For May 2, 2018
Hi WN@TL Fans,
My quick-fire list of model organisms would include E. coli, brewer’s yeast, C. elegans, the fruit fly, the zebrafish, the rat, the mouse, and the monkey. Given more time, I’d add lambda phage, Paramecium, tobacco, corn, Arabidopsis, Xenopus, and of course the guinea pig.
But the pig itself, sui generis, probably wouldn’t make my list. While pigs and Piglets from the pens of EB White and AA Milne are noble literary characters, a good biological model is usually small, fast, simple and cheap. Alas, swine are about the size and weight of a human, they require some 300 days to complete a life cycle, and they take a lot of room and feed to grow.

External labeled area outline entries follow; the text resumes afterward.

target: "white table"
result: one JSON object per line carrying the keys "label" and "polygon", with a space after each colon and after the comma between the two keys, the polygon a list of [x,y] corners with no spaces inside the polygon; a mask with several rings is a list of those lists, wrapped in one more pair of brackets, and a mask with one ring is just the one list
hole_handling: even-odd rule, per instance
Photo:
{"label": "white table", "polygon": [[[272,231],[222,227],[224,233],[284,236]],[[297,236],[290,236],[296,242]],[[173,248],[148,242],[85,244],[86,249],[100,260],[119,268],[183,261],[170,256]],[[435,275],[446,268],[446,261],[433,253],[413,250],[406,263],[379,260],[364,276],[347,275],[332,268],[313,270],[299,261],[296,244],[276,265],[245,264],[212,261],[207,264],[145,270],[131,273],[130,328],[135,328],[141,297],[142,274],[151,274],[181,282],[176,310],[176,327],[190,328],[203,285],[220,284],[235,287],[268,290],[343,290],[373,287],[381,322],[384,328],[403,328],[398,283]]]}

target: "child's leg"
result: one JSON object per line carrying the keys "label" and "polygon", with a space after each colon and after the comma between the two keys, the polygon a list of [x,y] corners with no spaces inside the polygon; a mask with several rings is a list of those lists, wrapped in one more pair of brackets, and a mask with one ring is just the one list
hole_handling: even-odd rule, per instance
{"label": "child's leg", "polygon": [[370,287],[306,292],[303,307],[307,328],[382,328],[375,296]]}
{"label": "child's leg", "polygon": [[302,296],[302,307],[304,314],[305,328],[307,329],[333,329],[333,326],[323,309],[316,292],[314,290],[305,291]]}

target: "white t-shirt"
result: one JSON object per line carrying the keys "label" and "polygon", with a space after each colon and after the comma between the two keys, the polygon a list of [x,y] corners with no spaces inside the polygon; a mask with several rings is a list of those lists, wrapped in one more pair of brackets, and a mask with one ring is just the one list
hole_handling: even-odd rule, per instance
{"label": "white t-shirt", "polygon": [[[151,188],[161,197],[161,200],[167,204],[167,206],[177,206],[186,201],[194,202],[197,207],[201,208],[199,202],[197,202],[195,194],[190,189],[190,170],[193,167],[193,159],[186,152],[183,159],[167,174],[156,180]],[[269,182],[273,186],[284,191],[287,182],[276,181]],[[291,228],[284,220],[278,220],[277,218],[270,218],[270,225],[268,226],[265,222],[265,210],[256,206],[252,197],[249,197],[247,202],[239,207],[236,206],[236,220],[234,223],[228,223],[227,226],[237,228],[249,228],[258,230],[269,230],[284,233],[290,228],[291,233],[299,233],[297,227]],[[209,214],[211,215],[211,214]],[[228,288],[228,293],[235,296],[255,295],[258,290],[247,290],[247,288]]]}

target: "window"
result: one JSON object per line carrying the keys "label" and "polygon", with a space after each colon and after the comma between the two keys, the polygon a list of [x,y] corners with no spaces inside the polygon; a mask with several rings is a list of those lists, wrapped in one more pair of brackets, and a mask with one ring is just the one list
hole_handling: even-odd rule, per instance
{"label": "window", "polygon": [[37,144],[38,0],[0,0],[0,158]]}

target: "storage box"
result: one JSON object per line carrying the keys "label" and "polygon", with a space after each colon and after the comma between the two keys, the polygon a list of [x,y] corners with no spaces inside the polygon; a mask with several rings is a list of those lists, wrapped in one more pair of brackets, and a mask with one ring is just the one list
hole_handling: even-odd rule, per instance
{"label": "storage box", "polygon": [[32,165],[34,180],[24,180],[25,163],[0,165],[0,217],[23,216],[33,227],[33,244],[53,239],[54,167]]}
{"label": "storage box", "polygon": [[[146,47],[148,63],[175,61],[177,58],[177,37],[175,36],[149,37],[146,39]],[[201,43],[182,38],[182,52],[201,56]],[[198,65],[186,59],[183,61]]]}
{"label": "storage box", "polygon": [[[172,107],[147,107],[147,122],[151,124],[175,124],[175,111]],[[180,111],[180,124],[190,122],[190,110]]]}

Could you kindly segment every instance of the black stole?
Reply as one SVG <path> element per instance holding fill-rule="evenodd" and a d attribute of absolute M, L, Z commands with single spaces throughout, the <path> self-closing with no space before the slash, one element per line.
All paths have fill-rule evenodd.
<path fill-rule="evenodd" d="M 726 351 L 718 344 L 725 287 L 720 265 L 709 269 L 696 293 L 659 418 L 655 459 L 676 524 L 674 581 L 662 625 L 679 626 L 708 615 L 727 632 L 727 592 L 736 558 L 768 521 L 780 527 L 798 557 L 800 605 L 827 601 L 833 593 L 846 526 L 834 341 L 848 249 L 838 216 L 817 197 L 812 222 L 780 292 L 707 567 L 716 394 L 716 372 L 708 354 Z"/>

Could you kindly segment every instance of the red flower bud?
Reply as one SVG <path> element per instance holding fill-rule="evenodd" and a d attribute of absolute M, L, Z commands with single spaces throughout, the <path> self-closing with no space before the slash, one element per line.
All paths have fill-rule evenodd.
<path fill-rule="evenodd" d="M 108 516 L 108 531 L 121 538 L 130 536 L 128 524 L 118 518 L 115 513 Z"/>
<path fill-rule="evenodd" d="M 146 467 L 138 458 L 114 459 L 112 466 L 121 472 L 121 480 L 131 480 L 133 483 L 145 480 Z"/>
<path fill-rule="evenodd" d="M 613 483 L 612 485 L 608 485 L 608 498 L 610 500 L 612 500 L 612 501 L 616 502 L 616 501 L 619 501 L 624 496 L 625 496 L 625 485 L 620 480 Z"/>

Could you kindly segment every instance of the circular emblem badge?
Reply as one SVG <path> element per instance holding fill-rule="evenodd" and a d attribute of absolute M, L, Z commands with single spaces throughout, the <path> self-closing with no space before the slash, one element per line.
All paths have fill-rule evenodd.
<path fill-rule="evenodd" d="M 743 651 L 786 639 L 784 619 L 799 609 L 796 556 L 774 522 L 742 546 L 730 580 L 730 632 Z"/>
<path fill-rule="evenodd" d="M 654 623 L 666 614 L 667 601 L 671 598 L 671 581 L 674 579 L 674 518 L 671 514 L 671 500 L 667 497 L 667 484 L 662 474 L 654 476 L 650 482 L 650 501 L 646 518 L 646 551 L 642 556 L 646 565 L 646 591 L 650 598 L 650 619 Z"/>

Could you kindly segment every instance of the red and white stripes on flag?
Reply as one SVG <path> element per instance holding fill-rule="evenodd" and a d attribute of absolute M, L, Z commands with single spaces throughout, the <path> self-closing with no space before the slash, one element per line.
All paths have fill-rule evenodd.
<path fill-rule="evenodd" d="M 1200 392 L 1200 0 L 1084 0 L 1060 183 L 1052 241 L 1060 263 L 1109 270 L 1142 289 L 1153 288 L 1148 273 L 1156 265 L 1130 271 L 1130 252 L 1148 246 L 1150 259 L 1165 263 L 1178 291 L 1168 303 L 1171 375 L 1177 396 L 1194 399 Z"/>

That part about being roughly the same size as humans? That’s where things can get interesting, because pigs could be a source of organs for transplanting to humans, if issues such as retroviruses and immuno-rejection could be managed. Happily, the concern over retroviruses from pigs was diminished last year when researchers used CRISPR to edit out such viruses.
With CRISPR editing of DNA, there’s another possible twist: sure, pigs might become donors, but they might also become avatars. The difference is that the avatar, being genetically edited to match critical genes in a sick child, could give us insights rather than organs—insights into how a child might respond to a medicine.
With gene editing, each individual child could have a pig tailored to be indistinguishable in certain genetic traits to those of that child, enabling the pig to be a proxy for the child in testing treatments for highly-variable diseases such as neurofibromatosis type 1. Even Fern Arable might find this another mirabile.
This week (May 2) Charles Konsitzke of the Biotech Center, and Dhanu Shanmuganayagam of Animal Science, will speak on “Pig Avatars — Patient-Specific Translational Models for Precision Medicine.” Here’s how they describe their talk:
We will address the genetic proximity of swine to human — the overwhelming anatomical, physiological, and pathophysiological similarities — that makes swine the ideal preclinical model for studying human diseases and for developing safe and effective diagnostic and therapeutic technologies. Unlike most academic institutions where swine research is challenging, the availability of advanced swine facilities, resources, and expertise at UW–Madison — complemented by thriving biomedical and biotechnology research — has provided a clear direction for advancing a swine-centric translational research program. The recent successes in and notable efficiency of genetic engineering of swine at the UW has further refined this direction: patient-specific swine modeling (“precision research”) in the coming era of precision medicine.
About the Speakers
Dhanansayan Shanmuganayagam ’97, PhD’06 is an assistant professor and the director of the Biomedical & Genomic Research Group, which has the overarching mission of taking scientific discoveries and technologies developed by the group or its collaborators through preclinical development to clinical applications. His expertise and experience in developing and utilizing animal models in preclinical research span more than 20 years and have given him the appreciation for the translational nature of swine models. He currently leads the genetic engineering of swine at UW–Madison and utilizes the CRISPR-Cas9 platform to develop novel swine models for cancer, cardiovascular disease, xenotransplantation, and other areas of research.
Charles Konsitzke is the associate director of the UW Biotechnology Center, which focuses on campus by providing research services to hundreds of faculty members. Konsitzke has been administering and facilitating research on campus for 17 years. He has a passion for assisting the development of large-scale projects and advancing research.
As I mentioned last week, this is the kind of work that’s hard to imagine happening at a university that doesn’t have a College of Agriculture cheek-by-jowl with a School of Medicine. Sometimes, the collaborations are even closer than cheek to cheek. For example, I didn’t realize it until Paul DeLuca gave his talk to WN@TL in 2008, but the Genetics Biotech Center building, where WN@TL is held and where I’ve worked since the building opened in 1995, is a facility of both CALS and the School of Medicine and Public Health. The synergies are extraordinary.
Next week, May 9, the synergies are in synthetic biology as Vatsan Raman of Biochemistry shares how his research bears on biomanufacturing, the environment and human health.
Hope to see you soon at Wednesday Nite @ The Lab!